Mais, avec Voltaire, la vie avait vite le dessus. Il n’oublia pas Maisons, il le logea dans le Temple du goût. Mais Ériphyle ne pouvait attendre : il fallait l’achever, la corriger. Il fallait placer Linant, un jeune homme qui faisait bien les vers, tirer Jore l’imprimeur d’un mauvais pas. Il ne pouvait s’attarder dans la « douceur de pleurer ».

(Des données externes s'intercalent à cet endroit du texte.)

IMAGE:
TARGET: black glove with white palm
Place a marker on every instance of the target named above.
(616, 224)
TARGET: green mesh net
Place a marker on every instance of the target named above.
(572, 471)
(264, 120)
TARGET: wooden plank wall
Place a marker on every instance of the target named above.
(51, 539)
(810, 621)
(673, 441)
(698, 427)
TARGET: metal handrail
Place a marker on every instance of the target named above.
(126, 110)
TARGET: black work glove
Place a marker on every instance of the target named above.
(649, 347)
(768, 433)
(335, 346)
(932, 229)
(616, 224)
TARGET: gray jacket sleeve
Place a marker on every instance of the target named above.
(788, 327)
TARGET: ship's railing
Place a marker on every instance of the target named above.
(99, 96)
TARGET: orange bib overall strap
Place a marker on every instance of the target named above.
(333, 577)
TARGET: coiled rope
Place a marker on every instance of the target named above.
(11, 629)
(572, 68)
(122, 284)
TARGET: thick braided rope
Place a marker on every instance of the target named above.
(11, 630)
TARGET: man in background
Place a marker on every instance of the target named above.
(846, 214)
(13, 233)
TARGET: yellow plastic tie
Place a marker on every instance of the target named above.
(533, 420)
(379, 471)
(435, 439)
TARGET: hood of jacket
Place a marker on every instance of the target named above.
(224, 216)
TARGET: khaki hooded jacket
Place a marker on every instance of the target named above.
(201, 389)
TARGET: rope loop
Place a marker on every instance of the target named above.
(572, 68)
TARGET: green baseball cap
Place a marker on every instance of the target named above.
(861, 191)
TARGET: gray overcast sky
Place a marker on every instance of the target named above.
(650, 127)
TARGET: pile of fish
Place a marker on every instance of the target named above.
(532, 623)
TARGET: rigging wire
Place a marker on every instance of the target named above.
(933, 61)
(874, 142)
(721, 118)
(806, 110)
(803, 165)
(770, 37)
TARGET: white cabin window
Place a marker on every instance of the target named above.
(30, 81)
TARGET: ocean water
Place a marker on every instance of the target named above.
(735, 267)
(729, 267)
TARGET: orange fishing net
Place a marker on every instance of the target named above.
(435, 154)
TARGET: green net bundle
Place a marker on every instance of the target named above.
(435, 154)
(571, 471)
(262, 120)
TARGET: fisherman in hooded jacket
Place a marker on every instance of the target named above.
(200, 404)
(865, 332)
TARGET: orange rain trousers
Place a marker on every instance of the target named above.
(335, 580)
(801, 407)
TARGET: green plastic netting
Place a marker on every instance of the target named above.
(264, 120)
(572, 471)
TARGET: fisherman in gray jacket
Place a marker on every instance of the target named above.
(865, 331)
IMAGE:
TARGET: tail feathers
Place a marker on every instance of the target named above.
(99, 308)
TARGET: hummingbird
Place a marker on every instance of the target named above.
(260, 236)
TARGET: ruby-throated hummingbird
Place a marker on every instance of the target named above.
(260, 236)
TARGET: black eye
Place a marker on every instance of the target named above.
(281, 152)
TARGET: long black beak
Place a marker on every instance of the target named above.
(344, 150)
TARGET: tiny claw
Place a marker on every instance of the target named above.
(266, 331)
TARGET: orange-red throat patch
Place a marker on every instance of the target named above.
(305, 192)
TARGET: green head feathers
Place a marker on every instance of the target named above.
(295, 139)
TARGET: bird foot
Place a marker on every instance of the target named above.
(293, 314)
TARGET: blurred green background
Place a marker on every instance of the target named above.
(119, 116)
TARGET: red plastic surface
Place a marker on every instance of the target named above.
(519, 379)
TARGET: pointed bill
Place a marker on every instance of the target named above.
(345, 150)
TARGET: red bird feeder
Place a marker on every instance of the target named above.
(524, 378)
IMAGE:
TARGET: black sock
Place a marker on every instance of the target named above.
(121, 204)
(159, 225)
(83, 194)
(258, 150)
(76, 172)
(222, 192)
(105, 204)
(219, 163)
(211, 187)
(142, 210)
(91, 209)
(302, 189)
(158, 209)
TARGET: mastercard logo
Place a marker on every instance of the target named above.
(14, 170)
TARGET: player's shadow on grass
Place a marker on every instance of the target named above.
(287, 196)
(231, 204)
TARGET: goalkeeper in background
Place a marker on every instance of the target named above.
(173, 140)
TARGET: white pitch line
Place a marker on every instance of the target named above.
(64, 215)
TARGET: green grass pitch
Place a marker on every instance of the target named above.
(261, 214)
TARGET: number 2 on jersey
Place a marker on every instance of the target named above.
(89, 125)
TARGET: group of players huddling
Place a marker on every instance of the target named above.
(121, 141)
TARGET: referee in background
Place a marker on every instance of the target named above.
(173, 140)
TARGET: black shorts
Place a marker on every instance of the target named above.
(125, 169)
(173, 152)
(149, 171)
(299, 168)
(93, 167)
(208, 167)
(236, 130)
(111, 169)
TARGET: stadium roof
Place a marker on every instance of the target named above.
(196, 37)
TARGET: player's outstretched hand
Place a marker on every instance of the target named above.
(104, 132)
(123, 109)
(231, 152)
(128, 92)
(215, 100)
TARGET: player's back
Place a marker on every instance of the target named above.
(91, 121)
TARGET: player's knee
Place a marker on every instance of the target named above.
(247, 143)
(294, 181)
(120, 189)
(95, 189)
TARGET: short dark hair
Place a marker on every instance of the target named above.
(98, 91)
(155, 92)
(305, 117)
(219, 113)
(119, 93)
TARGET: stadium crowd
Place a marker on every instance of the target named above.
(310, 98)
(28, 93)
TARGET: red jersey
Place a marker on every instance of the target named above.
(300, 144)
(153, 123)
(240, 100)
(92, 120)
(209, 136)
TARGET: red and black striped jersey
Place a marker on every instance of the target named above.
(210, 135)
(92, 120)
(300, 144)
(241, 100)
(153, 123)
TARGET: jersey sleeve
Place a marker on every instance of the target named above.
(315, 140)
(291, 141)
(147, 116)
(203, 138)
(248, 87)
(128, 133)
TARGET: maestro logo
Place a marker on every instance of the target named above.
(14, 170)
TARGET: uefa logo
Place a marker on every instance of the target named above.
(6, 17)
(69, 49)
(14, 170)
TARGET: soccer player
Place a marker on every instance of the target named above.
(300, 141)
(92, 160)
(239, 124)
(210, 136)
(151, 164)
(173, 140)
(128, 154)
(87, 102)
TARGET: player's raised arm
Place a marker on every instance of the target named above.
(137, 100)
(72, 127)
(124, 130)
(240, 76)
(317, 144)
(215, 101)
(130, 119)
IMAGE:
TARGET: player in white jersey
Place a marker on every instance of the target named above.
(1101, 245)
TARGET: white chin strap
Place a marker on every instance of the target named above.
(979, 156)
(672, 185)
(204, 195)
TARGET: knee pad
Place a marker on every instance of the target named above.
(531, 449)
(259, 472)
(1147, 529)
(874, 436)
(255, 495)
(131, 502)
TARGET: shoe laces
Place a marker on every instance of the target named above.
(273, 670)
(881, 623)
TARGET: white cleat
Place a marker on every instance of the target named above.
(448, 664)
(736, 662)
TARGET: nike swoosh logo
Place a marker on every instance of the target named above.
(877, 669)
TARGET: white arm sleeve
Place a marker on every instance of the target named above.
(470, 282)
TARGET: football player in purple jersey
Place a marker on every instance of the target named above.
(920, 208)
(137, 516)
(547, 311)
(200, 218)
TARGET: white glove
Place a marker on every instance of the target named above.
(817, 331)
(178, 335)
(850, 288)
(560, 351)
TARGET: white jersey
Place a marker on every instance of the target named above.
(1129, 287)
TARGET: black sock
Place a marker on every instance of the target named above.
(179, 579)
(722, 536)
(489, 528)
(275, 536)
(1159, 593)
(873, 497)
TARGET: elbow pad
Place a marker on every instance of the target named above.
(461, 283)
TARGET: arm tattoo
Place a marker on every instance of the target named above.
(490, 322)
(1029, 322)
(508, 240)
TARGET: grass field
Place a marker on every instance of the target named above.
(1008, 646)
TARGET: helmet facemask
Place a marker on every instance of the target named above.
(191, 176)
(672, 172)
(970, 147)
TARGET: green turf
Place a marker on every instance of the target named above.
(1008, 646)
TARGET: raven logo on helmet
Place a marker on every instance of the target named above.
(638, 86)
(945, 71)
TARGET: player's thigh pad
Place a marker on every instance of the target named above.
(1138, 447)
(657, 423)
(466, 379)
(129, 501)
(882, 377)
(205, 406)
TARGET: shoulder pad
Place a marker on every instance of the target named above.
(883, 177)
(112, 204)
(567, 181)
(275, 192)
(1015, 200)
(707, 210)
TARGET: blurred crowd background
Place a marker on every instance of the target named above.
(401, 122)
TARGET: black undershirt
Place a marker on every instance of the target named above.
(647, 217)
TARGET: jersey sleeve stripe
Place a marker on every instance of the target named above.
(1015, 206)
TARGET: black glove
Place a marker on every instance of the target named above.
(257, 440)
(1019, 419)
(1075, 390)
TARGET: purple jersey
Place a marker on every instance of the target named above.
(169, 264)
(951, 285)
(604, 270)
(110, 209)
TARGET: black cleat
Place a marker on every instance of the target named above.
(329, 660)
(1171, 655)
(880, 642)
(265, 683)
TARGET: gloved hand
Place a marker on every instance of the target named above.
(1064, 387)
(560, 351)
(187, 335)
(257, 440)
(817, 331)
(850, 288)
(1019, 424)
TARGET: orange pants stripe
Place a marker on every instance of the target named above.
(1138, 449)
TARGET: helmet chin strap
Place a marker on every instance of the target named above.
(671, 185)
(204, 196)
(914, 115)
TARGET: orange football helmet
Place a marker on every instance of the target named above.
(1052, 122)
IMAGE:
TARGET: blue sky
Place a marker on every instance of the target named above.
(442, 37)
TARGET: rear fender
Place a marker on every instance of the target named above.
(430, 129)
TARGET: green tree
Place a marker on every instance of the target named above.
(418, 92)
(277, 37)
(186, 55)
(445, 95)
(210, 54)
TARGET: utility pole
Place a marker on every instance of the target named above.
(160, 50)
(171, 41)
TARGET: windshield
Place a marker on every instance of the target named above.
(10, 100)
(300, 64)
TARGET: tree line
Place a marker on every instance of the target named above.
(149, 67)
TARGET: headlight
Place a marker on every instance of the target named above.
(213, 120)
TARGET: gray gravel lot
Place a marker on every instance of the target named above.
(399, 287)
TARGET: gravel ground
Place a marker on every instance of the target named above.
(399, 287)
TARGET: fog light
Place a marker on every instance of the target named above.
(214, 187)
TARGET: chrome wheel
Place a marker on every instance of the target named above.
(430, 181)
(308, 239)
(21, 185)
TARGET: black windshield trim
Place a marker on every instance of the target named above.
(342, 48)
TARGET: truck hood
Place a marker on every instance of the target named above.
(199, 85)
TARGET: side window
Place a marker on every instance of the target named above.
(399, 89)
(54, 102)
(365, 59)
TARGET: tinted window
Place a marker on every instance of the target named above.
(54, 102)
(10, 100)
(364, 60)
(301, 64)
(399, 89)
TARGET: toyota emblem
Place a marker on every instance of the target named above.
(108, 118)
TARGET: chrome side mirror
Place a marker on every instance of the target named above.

Cependant peu à peu sa fièvre anglaise sortait en écrits dont le public était un peu surpris. Le poète se faisait historien dans le Charles XII, historien exact, impartial, justicier, sans flagornerie et sans satire, philosophe sans polémique, qui montrait par un récit vif et coloré ce que peut un grand homme, avide de gloire et de guerre, pour la ruine d’un pays. Shakespearien et républicain dans Brutus (joué le 11 décembre 1730), dans la Mort de César qu’il n’osait encore risquer à la scène, shakespearien dans Ériphyle qui tombait (7 mars 1732), shakespearien encore, mais à la française et galamment, dans cette tendre et brillante Zaïre si bien faite pour les dames, chef-d’œuvre du style Louis XV dans la tragédie, dont la représentation (13 août 1732) fut un triomphe, il était impatient de risquer une plus grosse partie, et de dire aux Français ses réflexions sur l’Angleterre.

  1. T. XXXIII, p. 230.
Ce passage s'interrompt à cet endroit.